Pierre believes that the Brothers are an obstacle to the creation of a cohesive and truly multicultural society, as their influence promotes both jihadist radicalization and right-wing extremism. Indeed, he says, that influence has “hindered the growth of a healthy conversation about Islam, Islamism, and integration, as they charge anybody who seeks to have a reasonable conversation about these issues with accusations of racism and Islamophobia.” This has had a paralyzing effect on the public debate and on the ability of the Swedish state to take measures against even the most extreme fringes of the country’s Islamist movement. While the Brothers have little to no role in the recent mobilization of foreign fighters going from Sweden to Syria (proportionally, one of the largest such groups in Europe), Pierre sees their influence as preventing Swedish authorities from taking substantive actions on the matter.

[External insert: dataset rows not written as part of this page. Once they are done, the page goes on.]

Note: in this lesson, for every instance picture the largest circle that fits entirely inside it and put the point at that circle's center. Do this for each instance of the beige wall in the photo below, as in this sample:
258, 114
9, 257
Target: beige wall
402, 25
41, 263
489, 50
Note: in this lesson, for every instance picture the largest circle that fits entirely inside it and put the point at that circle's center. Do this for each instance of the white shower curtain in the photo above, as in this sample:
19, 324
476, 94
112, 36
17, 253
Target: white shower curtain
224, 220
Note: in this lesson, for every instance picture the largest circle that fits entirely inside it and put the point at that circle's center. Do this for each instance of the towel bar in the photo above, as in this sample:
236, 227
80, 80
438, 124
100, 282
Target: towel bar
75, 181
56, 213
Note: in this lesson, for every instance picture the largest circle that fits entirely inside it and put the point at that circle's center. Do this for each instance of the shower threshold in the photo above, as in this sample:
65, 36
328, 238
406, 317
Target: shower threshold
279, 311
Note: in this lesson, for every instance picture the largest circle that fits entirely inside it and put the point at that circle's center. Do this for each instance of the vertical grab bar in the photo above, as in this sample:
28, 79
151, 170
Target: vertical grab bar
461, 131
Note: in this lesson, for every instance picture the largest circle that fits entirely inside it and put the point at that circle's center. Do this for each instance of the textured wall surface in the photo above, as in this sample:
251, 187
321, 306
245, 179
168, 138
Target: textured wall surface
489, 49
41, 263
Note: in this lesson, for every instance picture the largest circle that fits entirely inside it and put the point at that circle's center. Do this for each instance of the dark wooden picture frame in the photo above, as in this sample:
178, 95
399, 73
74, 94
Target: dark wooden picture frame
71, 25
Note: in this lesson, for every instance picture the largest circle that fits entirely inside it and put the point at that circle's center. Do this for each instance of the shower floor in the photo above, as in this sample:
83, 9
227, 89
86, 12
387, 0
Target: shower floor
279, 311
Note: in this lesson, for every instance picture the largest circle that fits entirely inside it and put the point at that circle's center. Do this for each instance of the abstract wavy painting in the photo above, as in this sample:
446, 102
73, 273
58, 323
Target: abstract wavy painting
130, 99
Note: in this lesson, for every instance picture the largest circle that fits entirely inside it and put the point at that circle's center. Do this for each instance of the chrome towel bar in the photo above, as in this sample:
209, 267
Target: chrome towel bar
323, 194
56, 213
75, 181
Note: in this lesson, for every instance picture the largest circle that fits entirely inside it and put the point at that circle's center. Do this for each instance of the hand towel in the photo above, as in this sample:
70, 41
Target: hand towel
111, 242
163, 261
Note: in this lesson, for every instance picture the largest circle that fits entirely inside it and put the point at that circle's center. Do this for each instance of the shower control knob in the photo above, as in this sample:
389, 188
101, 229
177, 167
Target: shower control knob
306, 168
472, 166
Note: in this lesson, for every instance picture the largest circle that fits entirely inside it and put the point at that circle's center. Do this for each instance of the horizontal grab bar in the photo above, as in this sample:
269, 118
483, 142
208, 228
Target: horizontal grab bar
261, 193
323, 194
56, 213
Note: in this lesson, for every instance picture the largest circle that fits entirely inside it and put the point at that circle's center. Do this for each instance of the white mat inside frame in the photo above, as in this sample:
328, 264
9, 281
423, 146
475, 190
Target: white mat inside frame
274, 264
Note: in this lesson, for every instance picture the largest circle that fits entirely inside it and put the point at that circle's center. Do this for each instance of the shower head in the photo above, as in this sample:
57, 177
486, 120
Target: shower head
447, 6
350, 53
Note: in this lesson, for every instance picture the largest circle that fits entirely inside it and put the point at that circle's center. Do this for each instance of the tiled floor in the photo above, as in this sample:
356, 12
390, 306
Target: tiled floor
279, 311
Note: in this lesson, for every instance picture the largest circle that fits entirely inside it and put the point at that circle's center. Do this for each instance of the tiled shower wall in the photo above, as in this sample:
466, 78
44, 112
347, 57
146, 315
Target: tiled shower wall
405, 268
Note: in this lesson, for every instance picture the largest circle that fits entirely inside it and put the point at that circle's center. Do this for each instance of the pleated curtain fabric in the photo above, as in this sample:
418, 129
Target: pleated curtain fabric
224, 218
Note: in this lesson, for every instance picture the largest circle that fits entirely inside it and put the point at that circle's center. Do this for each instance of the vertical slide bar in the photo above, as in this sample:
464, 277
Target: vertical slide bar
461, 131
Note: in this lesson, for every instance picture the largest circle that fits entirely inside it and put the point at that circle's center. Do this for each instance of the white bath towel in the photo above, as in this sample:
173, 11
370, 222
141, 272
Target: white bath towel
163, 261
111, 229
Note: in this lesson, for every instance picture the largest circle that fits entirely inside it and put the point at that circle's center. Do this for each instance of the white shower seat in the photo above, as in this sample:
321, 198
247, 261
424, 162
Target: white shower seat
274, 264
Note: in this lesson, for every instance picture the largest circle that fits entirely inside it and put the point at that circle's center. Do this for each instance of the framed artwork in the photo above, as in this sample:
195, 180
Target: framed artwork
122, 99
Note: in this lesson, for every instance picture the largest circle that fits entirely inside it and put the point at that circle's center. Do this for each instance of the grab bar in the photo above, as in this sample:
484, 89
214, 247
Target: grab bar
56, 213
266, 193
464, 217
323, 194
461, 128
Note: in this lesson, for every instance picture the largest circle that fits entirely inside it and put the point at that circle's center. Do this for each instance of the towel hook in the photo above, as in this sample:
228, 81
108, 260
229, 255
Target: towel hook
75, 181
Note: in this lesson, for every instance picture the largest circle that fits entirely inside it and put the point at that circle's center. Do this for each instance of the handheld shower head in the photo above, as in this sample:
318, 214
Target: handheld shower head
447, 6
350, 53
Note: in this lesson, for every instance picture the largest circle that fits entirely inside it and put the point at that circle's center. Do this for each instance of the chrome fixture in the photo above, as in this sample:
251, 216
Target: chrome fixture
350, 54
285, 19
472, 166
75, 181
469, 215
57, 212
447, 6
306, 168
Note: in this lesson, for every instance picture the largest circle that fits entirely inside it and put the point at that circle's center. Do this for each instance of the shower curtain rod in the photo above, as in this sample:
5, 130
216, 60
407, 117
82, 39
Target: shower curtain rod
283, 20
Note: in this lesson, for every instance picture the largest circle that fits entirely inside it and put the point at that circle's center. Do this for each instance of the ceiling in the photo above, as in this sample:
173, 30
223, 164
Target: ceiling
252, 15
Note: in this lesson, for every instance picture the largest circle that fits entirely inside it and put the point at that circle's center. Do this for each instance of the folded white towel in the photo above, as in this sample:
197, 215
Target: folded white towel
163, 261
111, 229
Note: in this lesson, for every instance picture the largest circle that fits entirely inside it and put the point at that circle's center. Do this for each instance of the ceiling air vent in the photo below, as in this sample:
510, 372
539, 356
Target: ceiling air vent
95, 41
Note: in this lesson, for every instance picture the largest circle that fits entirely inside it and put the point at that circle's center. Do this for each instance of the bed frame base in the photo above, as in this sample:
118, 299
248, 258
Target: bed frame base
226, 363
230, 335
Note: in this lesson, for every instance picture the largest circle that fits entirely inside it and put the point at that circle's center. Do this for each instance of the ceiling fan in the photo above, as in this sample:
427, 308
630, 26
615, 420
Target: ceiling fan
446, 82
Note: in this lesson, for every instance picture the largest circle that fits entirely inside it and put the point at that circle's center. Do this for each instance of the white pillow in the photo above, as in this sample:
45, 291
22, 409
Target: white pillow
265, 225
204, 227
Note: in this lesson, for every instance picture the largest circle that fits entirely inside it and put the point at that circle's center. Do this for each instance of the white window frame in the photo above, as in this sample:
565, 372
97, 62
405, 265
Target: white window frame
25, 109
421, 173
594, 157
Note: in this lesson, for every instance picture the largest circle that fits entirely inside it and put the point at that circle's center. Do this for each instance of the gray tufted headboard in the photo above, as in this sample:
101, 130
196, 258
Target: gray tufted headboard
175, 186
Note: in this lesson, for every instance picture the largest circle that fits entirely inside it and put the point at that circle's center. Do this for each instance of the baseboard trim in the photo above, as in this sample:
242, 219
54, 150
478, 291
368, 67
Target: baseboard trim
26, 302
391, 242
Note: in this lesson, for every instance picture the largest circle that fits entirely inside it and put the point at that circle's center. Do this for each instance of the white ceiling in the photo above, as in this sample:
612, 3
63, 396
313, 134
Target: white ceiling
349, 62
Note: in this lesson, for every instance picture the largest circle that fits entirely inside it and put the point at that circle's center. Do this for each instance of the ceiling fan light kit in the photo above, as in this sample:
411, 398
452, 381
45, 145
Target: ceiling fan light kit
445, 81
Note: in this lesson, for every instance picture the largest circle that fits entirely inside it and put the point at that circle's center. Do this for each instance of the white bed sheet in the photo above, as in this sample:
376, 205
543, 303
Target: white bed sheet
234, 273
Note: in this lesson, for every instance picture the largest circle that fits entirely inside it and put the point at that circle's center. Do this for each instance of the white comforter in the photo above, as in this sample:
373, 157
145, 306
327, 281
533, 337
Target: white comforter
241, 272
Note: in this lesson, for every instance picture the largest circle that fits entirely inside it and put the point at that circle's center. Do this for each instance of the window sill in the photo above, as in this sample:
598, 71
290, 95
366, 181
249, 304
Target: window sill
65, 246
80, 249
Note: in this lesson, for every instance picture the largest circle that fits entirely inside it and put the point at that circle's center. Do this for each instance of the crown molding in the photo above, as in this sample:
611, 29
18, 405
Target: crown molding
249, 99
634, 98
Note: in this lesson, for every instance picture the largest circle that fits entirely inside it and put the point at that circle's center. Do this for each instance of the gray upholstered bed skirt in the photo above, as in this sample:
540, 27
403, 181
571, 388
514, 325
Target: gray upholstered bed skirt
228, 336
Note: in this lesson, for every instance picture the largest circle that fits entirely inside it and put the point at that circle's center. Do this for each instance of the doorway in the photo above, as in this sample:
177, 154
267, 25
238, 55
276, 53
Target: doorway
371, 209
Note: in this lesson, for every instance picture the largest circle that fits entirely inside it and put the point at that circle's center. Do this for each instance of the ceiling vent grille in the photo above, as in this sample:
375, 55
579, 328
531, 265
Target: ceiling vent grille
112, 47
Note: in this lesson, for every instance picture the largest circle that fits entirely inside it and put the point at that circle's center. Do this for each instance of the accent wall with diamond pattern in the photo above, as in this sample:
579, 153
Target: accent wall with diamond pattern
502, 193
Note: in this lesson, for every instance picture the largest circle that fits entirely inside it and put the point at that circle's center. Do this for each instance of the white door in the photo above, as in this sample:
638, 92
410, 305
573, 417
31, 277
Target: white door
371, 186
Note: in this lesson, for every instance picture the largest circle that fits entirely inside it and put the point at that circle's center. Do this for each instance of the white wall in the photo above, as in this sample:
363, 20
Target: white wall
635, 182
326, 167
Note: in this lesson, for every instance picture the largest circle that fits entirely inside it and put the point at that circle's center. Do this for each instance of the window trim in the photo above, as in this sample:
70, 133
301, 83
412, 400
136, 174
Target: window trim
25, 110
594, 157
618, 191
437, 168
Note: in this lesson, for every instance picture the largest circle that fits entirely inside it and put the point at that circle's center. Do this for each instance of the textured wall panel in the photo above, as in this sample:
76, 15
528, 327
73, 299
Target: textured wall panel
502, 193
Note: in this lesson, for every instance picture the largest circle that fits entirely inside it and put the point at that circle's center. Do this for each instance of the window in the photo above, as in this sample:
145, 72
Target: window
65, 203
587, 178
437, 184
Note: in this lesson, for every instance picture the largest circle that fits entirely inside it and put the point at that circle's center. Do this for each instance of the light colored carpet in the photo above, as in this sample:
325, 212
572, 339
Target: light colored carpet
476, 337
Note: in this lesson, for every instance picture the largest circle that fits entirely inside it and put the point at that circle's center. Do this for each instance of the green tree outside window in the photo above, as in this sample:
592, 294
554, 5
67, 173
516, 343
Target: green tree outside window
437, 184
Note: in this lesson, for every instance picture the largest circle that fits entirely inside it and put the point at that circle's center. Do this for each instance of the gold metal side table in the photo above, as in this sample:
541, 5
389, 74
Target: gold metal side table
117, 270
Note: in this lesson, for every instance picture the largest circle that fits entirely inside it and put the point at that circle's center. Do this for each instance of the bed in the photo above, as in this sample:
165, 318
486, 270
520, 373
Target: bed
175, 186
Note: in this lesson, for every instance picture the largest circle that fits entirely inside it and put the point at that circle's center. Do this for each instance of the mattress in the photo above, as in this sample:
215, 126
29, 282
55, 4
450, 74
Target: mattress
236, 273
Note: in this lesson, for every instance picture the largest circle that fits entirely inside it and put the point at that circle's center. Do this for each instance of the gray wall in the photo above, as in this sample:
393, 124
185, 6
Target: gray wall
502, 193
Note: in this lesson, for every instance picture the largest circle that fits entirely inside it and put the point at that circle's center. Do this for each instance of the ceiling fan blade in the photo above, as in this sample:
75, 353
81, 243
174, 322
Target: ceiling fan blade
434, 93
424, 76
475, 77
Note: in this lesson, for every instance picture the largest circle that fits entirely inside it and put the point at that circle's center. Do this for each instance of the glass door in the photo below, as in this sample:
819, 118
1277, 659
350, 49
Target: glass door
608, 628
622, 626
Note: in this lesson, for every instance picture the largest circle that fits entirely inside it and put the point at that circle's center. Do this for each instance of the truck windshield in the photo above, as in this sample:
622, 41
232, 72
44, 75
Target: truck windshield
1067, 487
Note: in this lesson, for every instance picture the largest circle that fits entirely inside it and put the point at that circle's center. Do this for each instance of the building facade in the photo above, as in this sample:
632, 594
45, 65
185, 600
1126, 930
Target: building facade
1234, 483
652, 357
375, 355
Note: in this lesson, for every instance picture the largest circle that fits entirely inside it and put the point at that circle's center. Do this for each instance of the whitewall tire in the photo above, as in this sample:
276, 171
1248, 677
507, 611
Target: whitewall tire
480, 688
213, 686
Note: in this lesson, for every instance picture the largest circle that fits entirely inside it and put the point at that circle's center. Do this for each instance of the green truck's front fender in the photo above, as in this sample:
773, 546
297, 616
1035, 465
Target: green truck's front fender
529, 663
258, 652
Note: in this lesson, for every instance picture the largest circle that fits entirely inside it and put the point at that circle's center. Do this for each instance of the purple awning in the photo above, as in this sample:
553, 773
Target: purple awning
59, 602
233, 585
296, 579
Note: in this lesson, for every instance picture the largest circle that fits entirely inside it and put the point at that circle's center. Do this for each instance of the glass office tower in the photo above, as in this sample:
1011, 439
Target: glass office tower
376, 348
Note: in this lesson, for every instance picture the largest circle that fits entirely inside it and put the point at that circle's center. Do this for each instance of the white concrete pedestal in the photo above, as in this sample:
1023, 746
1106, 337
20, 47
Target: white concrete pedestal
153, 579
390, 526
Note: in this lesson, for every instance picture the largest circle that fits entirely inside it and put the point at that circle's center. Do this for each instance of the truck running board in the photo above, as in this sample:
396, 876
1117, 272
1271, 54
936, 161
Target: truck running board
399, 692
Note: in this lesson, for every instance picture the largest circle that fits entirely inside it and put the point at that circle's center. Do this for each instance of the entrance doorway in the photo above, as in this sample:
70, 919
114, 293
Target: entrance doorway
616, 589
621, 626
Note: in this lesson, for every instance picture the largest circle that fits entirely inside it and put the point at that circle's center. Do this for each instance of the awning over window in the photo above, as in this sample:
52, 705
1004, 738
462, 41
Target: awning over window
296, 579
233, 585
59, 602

A direct consequence of the paralysis within Swedish society and political establishment triggered by the Brothers’ use of the racism card, according to Pierre, is “the growth of a radical right” inside Sweden. Pierre argues that the Swedish state’s inability to even openly discuss various issues related to immigration and Islam have inevitably led many ordinary Swedes to listen to extremist voices. He sees a very troubling future in which right-wing sentiments may take violent and authoritarian forms, in large part because of the Brothers’ chilling effect on public debate.

A deep thinker with a strong sense of ethics and responsibility, Pierre engages in these debates with passion and a desire to undo what he think he did wrong in his youth—empowering a movement that he believes is damaging to both Sweden and Islam. Even though his personal story is unique, Pierre is representative of the first generation of Western-born individuals (whether born Muslims, converts, or, as in Pierre’s case, of mixed background) who became active in Brotherhood networks without knowing the ideological stripes of the organizations in which they so passionately involved themselves.

His trajectory out of it, driven by a mix of reasons but primarily by ideological disillusionment with Islamism in general (and not just the Brotherhood’s version of it), is not uncommon, as the stories of various current and former members of the movement suggest. Many of them, though, for reasons that vary from shame to fear of retribution to simply a desire to leave behind what they consider a bad experience, simply disengage without speaking out—as Pierre himself did in the first years after he left the movement.